Roosevelt’s New Deal, in that spirit, included landmark support for the arts and humanities. Alff recalls programs like the Slave Narrative Collection, which transcribed the remembrances of formerly enslaved people. He notes, “When Congress pulled funding from the Federal Theater Project,” which paid actors, directors, choreographers, and musicians to keep performing through the thirties, “even Roosevelt conceded that ‘the average voter does not yet appreciate the need of encouraging art, music, and literature.’” The pandemic year, even during the last administration, did see some support for the arts and artists, but this recognition does not seem to be extending to planning for future American priorities (see William Deresiewicz in the Atlantic on the pandemic’s impact on the arts and Publishers Weekly’s May survey of the impact on literary organizations and writers in New York City).
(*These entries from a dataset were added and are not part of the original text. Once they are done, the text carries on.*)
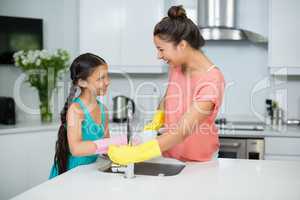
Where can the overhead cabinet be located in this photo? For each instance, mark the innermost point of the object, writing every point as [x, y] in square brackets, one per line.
[284, 40]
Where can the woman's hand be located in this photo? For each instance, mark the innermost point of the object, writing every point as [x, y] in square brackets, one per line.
[125, 155]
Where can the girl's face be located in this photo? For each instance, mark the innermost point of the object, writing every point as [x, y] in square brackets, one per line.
[98, 81]
[167, 51]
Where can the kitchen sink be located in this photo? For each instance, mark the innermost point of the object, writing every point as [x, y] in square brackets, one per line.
[154, 169]
[143, 168]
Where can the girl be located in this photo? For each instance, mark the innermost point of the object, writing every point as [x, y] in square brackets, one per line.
[192, 101]
[84, 129]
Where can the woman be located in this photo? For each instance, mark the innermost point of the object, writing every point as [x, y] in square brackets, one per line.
[192, 101]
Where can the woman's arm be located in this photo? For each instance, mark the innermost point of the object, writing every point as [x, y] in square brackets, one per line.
[161, 105]
[197, 113]
[77, 147]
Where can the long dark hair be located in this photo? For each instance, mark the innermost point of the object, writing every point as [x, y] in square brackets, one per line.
[177, 27]
[81, 68]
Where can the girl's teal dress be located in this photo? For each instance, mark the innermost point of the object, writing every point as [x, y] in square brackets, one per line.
[90, 131]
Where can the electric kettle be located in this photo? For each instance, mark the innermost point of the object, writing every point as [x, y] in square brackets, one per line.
[120, 108]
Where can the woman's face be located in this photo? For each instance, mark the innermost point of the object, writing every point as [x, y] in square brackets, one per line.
[98, 81]
[168, 52]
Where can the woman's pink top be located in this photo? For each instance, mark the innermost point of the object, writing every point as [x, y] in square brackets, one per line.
[182, 91]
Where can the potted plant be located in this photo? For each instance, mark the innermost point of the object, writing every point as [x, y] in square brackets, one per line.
[43, 70]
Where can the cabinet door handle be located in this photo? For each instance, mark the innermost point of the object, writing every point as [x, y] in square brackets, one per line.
[231, 145]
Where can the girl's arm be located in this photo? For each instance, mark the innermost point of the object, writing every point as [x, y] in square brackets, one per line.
[124, 155]
[77, 147]
[106, 132]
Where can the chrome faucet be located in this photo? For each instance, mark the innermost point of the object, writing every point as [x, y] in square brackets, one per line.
[129, 170]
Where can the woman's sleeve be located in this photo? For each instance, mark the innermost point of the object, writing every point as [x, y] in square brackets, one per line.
[210, 90]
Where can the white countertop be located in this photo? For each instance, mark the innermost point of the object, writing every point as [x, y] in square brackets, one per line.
[28, 126]
[219, 179]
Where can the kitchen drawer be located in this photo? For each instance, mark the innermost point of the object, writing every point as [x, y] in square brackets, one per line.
[282, 146]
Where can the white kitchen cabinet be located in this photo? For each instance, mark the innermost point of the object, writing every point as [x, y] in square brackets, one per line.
[25, 159]
[282, 148]
[121, 32]
[284, 41]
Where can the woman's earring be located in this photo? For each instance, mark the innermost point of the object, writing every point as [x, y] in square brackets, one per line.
[77, 91]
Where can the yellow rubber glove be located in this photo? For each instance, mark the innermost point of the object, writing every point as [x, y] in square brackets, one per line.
[125, 155]
[157, 121]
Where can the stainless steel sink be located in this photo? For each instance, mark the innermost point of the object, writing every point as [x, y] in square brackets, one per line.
[154, 169]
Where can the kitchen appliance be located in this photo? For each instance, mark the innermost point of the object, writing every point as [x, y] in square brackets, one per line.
[216, 21]
[120, 108]
[242, 148]
[7, 111]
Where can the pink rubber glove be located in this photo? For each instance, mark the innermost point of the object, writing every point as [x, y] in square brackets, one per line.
[102, 144]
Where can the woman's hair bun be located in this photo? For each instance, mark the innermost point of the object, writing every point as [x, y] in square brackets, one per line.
[177, 12]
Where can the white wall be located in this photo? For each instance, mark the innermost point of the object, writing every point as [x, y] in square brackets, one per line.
[60, 20]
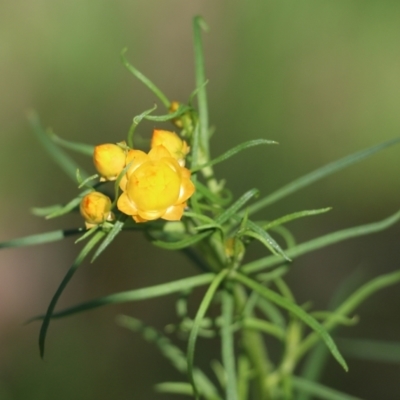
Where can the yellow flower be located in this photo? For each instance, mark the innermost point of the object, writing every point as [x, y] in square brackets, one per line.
[95, 209]
[155, 186]
[172, 142]
[109, 160]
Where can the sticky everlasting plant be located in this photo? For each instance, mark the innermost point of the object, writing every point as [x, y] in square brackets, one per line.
[170, 192]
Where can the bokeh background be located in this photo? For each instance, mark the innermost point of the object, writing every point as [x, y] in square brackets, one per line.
[321, 78]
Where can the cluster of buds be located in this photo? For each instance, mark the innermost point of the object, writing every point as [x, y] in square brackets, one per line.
[155, 184]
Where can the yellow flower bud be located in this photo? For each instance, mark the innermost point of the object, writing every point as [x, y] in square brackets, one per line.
[172, 142]
[95, 208]
[156, 187]
[109, 160]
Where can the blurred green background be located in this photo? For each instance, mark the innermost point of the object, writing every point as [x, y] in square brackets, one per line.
[322, 78]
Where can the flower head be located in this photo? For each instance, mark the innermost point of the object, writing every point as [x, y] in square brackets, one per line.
[155, 186]
[109, 160]
[95, 208]
[172, 142]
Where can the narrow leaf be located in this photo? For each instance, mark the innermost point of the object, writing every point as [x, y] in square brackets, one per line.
[181, 244]
[182, 388]
[40, 238]
[45, 211]
[323, 241]
[233, 151]
[320, 173]
[213, 198]
[371, 350]
[81, 148]
[296, 215]
[136, 295]
[296, 310]
[71, 205]
[228, 350]
[46, 320]
[265, 238]
[236, 206]
[205, 303]
[146, 81]
[67, 164]
[115, 230]
[203, 136]
[350, 304]
[321, 391]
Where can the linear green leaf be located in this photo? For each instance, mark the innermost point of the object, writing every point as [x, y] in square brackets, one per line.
[350, 304]
[236, 206]
[181, 244]
[228, 351]
[111, 235]
[321, 391]
[323, 241]
[146, 81]
[182, 388]
[205, 303]
[320, 173]
[136, 295]
[135, 122]
[67, 164]
[293, 216]
[44, 211]
[264, 237]
[69, 206]
[200, 76]
[296, 310]
[40, 238]
[213, 198]
[372, 350]
[162, 118]
[232, 152]
[81, 148]
[46, 320]
[171, 352]
[264, 326]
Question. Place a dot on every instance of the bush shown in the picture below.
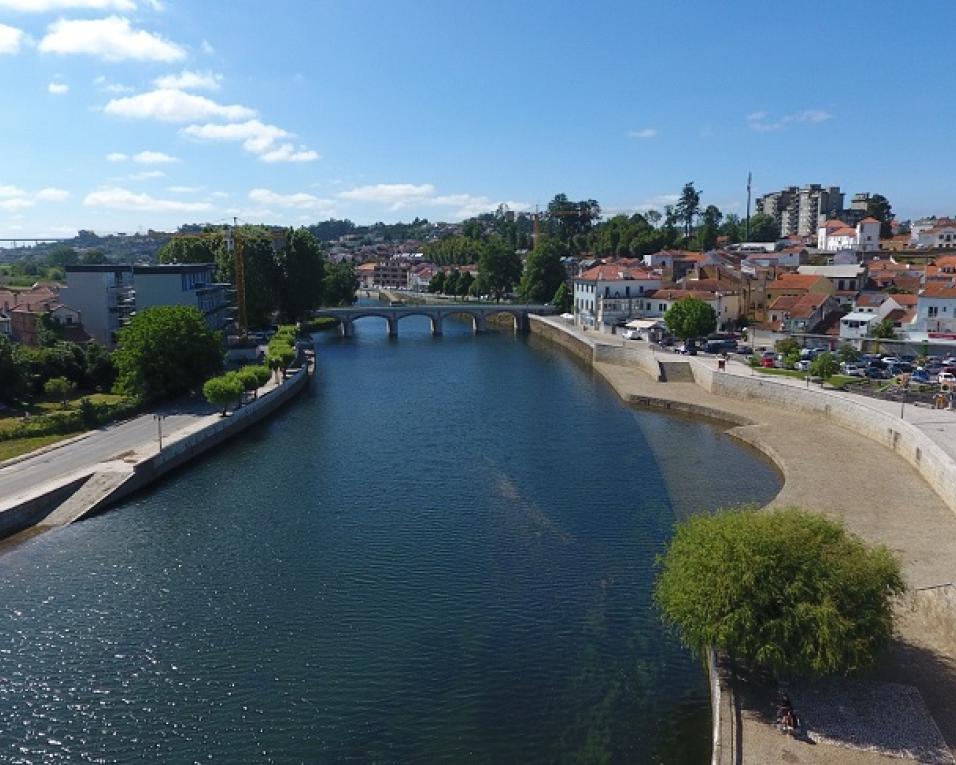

The American Library Association is advocating for distinct legislation for library construction, but it is not part of the infrastructure and budget negotiations and does not seem to have a path to passage. Meanwhile, former literature director of the National Endowment for the Arts David Kipen called during the height of the epidemic last May for a restoration of FDR’s Federal Writers’ Project. A year later Representatives Ted W. Lieu and Teresa Leger Fernandez have introduced just such a bill. We’ll see how that goes!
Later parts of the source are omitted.